STAR Gazetesi ve Kanal 24 Televizyonu’na, “24 Temmuz Çalışan Gazeteciler Günü’nde“MLKP” adlı terör örgütü tarafından öğle yemeği saatine ayarlı ve yemekhane bölümünün yakınına atılarak çalışanları hedef alan “bombalı saldırı” yapıldı.

Şans eseri terör saldırsında can kaybı yaşanmadı.

Bombalı saldırıyı her ne kadar MLKP adlı sol bir terör örgütü üstlense de olayın gerçek azmettiricisi bir miting de “elinde havuz medyası diye bazı gazeteleri sallayarak, PKK’lara bu gazeteleri açıkça hedef gösteren HDP Eş Başkan’ı Selahattin Demirtaş’tır.”

Star Gazetesi ve Kanal 24 Televizyonu’na gerçekleştirilen bombalı saldırıyı Doğan Grubu, Cumhuriyet ve Sözcü gibi ulusalcı gazeteler ve Paralel Yapı Medyası da “kınamadı.”

Bombalı saldırıya tepki göstermeyen bu gruplar olayı haber olarak bile kullanmadılar.

Medya Derneği saldırıya tepki gösterip kınarken Türkiye Gazeteciler Cemiyeti’nden (TGC) cılız bir açıklama geldi.

Basın Konseyi ve Çağdaş Gazeteciler Cemiyeti ise olayı kınamadılar.

Ulusalcı bir gazeteci yargılandığı ve mahkemesi olacağı zaman Silivri yollarına düşen, ağıtlar yakan yine Paralel Medya’ya yönelik bir hukuk operasyonunu demokrasiye, fikir ve inanç hürriyetine vurulan darbe olarak tanımlayan, korkuyorum diye yazılar yazan “Sakarya Gazeteciler Cemiyet’i (SGC) Başkan’ı ve Türkiye Gazeteciler Federasyonu Genel Sekreter Yardımcısı Sezai Matur’da bombalı saldırıya sessiz kaldı.”

Tepki göstermedi.

Çalışan Gazeteciler Günü’nde bombalı saldırıya maruz kalan meslektaşlarına, “kendisinden farklı düşündükleri” için bir geçmiş olsun diyemedi.

Matur hadi ideolojik bir tavır sergileyerek, kendisi gibi düşünmeyen gazetecilere bombalı saldırı da bulunulmasını kınamadı da “Sakarya Gazeteciler Birliği (SGB) ve Başkan’ı Zeki Aydıntepe” ile “Sakarya Radyo Televizyon ve İnternet Yayıncıları Derneği (RATED) Başkan’ı Remzi Adıyaman’a” ne demeli?

Aydıntepe ve Adıyaman’da gazetecilere bombalı saldırıyı kınamadılar.

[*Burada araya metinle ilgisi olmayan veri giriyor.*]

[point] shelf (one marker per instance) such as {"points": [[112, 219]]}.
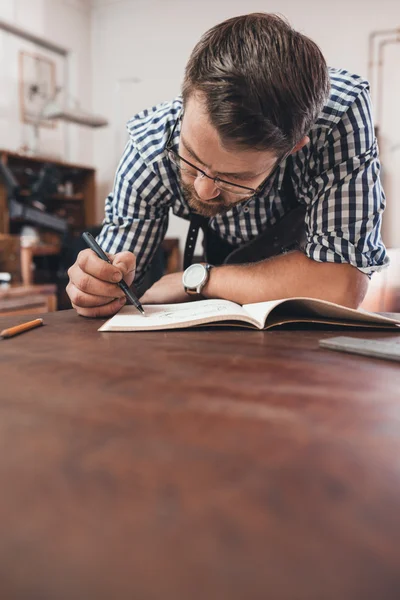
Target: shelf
{"points": [[43, 249], [63, 197]]}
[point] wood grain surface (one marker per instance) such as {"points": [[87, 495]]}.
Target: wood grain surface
{"points": [[204, 464]]}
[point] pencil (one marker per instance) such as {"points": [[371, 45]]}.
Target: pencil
{"points": [[91, 242], [11, 331]]}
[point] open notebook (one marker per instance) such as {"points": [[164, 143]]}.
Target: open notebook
{"points": [[261, 315]]}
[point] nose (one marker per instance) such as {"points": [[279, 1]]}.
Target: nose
{"points": [[206, 188]]}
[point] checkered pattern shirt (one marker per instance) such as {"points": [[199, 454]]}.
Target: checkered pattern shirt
{"points": [[336, 176]]}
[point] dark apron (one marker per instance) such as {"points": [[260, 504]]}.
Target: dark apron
{"points": [[285, 235]]}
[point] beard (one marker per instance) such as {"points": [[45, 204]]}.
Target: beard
{"points": [[212, 208]]}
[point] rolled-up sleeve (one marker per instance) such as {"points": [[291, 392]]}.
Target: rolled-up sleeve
{"points": [[136, 212], [344, 194]]}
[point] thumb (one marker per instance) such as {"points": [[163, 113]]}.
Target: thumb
{"points": [[126, 264]]}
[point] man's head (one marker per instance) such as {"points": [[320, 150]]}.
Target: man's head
{"points": [[252, 89]]}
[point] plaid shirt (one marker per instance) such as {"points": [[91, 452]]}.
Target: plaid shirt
{"points": [[336, 176]]}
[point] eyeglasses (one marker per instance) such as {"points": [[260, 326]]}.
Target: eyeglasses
{"points": [[194, 172]]}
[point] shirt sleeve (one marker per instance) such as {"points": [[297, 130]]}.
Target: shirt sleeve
{"points": [[136, 212], [344, 194]]}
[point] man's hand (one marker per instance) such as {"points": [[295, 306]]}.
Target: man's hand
{"points": [[92, 288], [167, 290]]}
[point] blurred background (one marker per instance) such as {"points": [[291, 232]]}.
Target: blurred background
{"points": [[74, 71]]}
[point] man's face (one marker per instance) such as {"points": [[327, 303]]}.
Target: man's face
{"points": [[200, 145]]}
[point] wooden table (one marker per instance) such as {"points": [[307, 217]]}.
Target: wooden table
{"points": [[196, 465]]}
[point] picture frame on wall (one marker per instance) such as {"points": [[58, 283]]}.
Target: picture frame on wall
{"points": [[37, 87]]}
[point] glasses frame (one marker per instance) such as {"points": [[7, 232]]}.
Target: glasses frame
{"points": [[216, 180]]}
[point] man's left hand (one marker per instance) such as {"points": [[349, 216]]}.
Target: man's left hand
{"points": [[167, 290]]}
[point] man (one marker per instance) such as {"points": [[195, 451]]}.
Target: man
{"points": [[262, 127]]}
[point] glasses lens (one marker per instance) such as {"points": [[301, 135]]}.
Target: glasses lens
{"points": [[233, 189], [191, 171]]}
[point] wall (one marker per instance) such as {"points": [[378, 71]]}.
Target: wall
{"points": [[140, 48], [68, 24]]}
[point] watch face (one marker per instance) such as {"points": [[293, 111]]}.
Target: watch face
{"points": [[194, 276]]}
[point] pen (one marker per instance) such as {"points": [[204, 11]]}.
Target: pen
{"points": [[11, 331], [91, 242]]}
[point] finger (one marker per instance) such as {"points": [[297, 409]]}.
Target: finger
{"points": [[90, 284], [89, 263], [84, 300], [107, 310], [126, 263]]}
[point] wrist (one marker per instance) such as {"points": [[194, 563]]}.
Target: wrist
{"points": [[195, 278]]}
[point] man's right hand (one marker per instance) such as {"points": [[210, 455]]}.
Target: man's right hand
{"points": [[92, 286]]}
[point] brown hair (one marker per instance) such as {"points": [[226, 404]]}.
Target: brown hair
{"points": [[264, 83]]}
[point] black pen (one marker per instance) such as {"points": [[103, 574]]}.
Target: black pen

Fikir ve düşünce hürriyeti adına bir tavır sergileyemediler.

Bu arkadaşlar sanırım gazeteciler ve basınla ilgili bir meslek kuruşu yöneticisi olduklarının hâlâ farkında değiller.

Kendilerini kanarya sevenler derneği başkanı sanıyor olabilirler mi?

Veya Uzayda yaşıyor olup olayın henüz farkında olmayabilirler mi?

Maalesef Türkiye’de siyasiler, STK’lar ve basın “kendi meşrebine” ve “ideolojisine” göre terörü ya kınıyor ya da destekliyorlar.

Halbuki terör, anarşi ve şiddetle çözülebilecek hiç bir mesele olmadığı gibi bu yollara başvuranlar da asla meşru kabul edilemez.

Her şiddet, baskı ve saldırı “lanetlenmeli” ve “cezalandırılmalıdır.”

“Fikir hürriyetinin”, “düşünce hürriyetinin” ve “düşünceyi yayma hürriyetinin” esas mecrası olan medya üzerinde, terör yoluyla bir baskı oluşturmak kabul edilebilir bir şey değildir.

Olayı görmezden gelmek ve kınamamak ta terörü dolaylı da olsa desteklemektir.”

Bu son derece sakil, tehlikeli bir durumdur.

Ulusalda ki basın örgütleri ve yerelde ki basın örgütleri olan SGF, SGB ve RATED’den beklentimiz; medya mensupları olarak en azından bu mesleği icra edenlerin kendilerine yakışacağı şekilde ilkeli bir duruş sergileyerek nerden gelirse gelsin, maiyeti ne olursa olsun, terör, anarşi ve buna benzer baskı ve tehdit yöntemlerinin asla ve kat’a tolerans göstermemeleridir.

Sakarya’da ki basın kuruluşları ve örgütleri, gazetecilere karşı yapılan bombalı saldırıyı bir an önce kınayıp bu “ayıplı” durumdan kurtulmalıdırlar.